Şark meselesi, Viyana Kongresi, Napolyon Bonapart’ın tamamen altüst ettiği Avrupa haritasını düzene koymak için toplandığı zaman, Rus Çarı Aleksandre, Kongre delegelerini Rum davası ile ilgilendirmeyi düşündü. Kongre, milliyetçilik düşmanı, Metternich’in ve doğuda yer alan Rusya’nın genişlemesini her zaman endişe ile karşılamış olan İngiltere’nin de etkisi ile bu konu üzerinde görüşmeler yapılmasını ise, reddetti. Buna rağmen, Rus delegeleri, resmi görüşmelerin dışında kalan, kongre üyelerinin tüm dikkatini Osmanlı İmparatorluğu bünyesinde yaşayan Hristiyan halkın durumu üzerine çekmeye çalıştılar ve bu durum için de “Şark Meselesi” terimini kullanmaya başladılar.

Haberin Devamı

Şark Meselesi terimi, özellikle de Viyana Kongresi’nden sonra diplomatlar arasında çok sık kullanılmaya ve çeşitli anlamlar kazanmaya başladı. 19. yüzyılın ilk yarısında Şark meselesi, genel anlamda, Osmanlı İmparatorluğu’nun toprak bütünlüğünün korunması, aynı asrın ikinci yarısında ise, yirminci yüzyılda da imparatorluğun bütün topraklarının bölüşülmesi, Türklerin Avrupa’daki topraklarının paylaşılması anlamında kullanıldı. Ama Osmanlı İmparatorluğu’nun iç ve dış siyasetinde yaşanan buhranlı her olay da Avrupalılar tarafından “Şark Meselesi” başlığı altında incelendi. Bu diplomatlar, Şark Meselesi terimi ile istikbal ve bir hal durumunu anlarken, Avrupalı tarihçiler ise aynı terimi geçmiş zamanlardaki Türk-Avrupa ilişkilerini açıklamak amacı ile kullandılar. Bu sayede Şark Meselesi, bir tarihi terim olarak tarihimizde de anlam kazanmaya başladı.

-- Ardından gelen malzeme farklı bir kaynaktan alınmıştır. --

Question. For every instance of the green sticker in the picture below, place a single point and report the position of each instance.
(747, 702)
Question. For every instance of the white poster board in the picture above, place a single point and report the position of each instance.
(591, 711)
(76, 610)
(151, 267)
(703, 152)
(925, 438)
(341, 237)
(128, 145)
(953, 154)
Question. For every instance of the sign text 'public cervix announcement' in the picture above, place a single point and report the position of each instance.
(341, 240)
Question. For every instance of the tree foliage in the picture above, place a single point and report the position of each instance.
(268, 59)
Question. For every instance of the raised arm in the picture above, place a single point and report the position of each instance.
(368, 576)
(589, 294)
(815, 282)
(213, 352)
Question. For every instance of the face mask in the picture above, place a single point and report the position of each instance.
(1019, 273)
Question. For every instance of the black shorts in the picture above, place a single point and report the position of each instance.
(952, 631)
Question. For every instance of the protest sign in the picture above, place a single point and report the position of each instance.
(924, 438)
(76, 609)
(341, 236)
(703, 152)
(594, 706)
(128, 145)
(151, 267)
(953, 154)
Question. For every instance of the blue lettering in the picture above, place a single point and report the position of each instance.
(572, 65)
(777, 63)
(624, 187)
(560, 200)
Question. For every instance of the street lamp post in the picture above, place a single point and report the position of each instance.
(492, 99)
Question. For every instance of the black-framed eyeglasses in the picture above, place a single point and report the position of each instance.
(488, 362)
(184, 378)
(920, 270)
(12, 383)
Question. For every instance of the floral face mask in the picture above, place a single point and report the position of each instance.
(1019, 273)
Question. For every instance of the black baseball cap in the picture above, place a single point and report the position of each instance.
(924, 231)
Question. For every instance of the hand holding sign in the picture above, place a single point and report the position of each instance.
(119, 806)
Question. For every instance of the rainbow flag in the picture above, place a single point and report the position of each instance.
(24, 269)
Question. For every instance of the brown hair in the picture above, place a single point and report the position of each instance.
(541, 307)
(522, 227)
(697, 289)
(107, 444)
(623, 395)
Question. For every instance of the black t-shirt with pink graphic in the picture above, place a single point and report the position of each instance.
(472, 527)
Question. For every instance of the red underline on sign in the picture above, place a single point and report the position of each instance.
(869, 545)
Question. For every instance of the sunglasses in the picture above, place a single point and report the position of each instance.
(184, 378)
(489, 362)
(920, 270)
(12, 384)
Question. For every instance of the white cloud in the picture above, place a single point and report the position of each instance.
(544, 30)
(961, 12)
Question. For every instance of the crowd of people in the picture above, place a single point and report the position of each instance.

Osmanlıyı Nasıl Etkilemiştir Şark Meselesinin Aşamaları

Şark meselesi en temel hatları ile iki önemli farklı süreçten oluşur. Bunlardan birincisi, “1071-1683” yılları arasında yaşanan Şark Meselesi”dir. Bu tarihler arasında Avrupa, Türklere karşı savunmaya geçmiş ve Türkler ise, fetihlerine önemli bir şekilde hız kazandırarak akıcılarını Avrupa topraklarına göndermiştir. Bu ilk süreç olan Şark Meselesindeki en temel amaç, Türkleri Anadolu’ya sokmamak, Türklerin Rumeli’ye girişini engellemek ve Türklerin Anadolu’daki ilerleyişini durdurmaktır. İstanbul’un Türkler tarafından fethini engellemek isteyen tüm Avrupa devletleri, Türklerin Balkanlar üzerinden Avrupa içlerine doğru ilerlemesine engel olmak için pek çok farklı politika izlemişlerdir. Bu politikalar da Şark Meselesinin ilk planlı durdurma aşamasını oluşturmaktadır.

Haberin Devamı

Şark meselesi”nin Batılılar tarafından belirlenen hedeflerine rağmen, Türkler Anadolu’ya girmiş, Viyana kapısına kadar dayanmış ve Balkanlar’ı tamamen ele geçirmişlerdir. Ama 1683 tarihinde Türklerin Viyana önlerinde yaşadıkları yenilgisi “Şark Meselesi”nin birinci aşamasını da sona erdirmiştir. Birinci aşamanın bitmesi ile birlikte aynı şekilde bu tarihlerde şark meselesinin ikinci aşaması da başlamıştır. Bu aşamada ise, yenilgiye uğrayan Türkler, Anadolu’da tutunmaya çalışmış ve Avrupa devletleri de taarruza geçmiştir. 1920 yılına kadar devam eden bu ikinci aşamada Avrupa devletlerinin ilk amacı, Avrupa’daki Türk hakimiyeti içinde olan Hristiyan milletlerini isyana teşvik ederek kurtarır. Birinci maddede yer alan amaca ulaşılmazsa ikinci bir plan olarak Türklerden bu Hristiyan milletleri için çeşitli reformlar yani Islahat Fermanı istemek olacaktır. İkinci aşamada ise, Türkleri Balkanlardan tamamen atmak, Osmanlı Devleti’nin toprakları üzerinde yaşayan Hristiyan azınlıkları lehine reformlar yaptırmak, İstanbul’u Türklerin elinden almak, muhtariyet elde etmek ya da istiklallerine de kavuşturmaktır.

 

Haberle ilgili daha fazlası:

BAKMADAN GEÇME!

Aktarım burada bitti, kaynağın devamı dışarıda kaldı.